31. If you're thinking about leaving early to beat the traffic, think again.

Eleven times in the last 12 races, a driver who led the 500 in the final ten laps failed to win the race. That includes three leaders last year who didn't quite have enough to bring a victory home — Felix Rosenqvist and Takuma Sato were forced to pit for fuel and second-place finisher Alex Palou was passed by Castroneves on his way to history on Lap 199. 

In addition to Rosenqvist and Sato, three other leaders needed to bow out for a fuel stop, but several others lost the lead on a pass as late as Lap 199. 

Then, of course, there was the 2011 race, when Dan Wheldon passed JR Hildebrand on the final front stretch after Hildebrand hit the wall in Turn 4 on the last lap of the race. It was the only time Wheldon led in the race, setting the mark for the fewest laps led by an Indy 500 winner.

Credit: AP Photo/Darron Cummings, File
2011 - Dan Wheldon

32. Eyes will be on the sky long before the Thunderbirds roar over the front stretch at the beginning of the race. 

While the goal is to complete 200 laps for 500 miles, the race becomes "official" after 101 laps (252 1/2 miles) — just past the halfway point.

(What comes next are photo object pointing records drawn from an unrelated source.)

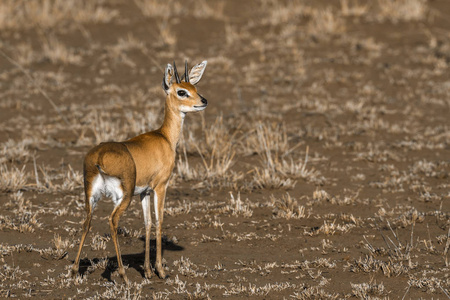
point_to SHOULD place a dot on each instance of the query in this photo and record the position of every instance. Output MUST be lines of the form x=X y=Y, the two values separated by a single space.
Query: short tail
x=101 y=170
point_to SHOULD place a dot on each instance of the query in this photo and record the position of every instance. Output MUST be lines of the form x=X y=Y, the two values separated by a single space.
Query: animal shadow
x=134 y=261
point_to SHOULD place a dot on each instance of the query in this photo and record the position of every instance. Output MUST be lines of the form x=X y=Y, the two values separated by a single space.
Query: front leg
x=145 y=201
x=159 y=197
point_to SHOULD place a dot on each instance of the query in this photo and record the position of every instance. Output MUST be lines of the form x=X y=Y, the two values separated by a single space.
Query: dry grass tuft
x=402 y=10
x=12 y=179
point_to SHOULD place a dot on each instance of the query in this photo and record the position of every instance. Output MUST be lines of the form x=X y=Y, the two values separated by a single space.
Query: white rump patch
x=155 y=199
x=140 y=189
x=106 y=185
x=113 y=189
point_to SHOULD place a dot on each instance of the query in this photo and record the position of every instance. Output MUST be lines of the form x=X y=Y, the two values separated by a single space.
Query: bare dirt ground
x=319 y=170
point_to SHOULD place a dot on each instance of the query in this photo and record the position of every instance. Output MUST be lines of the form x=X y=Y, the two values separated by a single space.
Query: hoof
x=148 y=273
x=124 y=276
x=73 y=272
x=161 y=273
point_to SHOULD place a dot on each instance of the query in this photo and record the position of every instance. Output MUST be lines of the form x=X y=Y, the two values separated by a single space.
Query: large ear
x=197 y=72
x=167 y=80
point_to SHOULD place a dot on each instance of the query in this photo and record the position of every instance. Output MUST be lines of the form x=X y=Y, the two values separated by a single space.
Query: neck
x=172 y=125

That's almost exactly what happened in 1976, when Johnny Rutherford took the checkered flag after just 102 laps due to rain. 

A total of seven races, including the 1976 500, have been shortened due to rain:

1926: 160 laps
1950: 138 laps
1973: 133 laps
1975: 174 laps
1976: 102 laps
2004: 180 laps
2007: 166 laps

33. If the rain stays away, the next concern is the temperature. 

The hottest Indy 500 on record took place in 1937, when the temperature reached 92 degrees. More recently, the races in 2012 and 2018 were run in 91-degree heat.

The coldest high temperature on race day came in 1967, when the high got to just 70 degrees in Indianapolis.

Editor's note: This story has been updated to include Tony Kanaan as one of five drivers looking for their second Indy 500 win.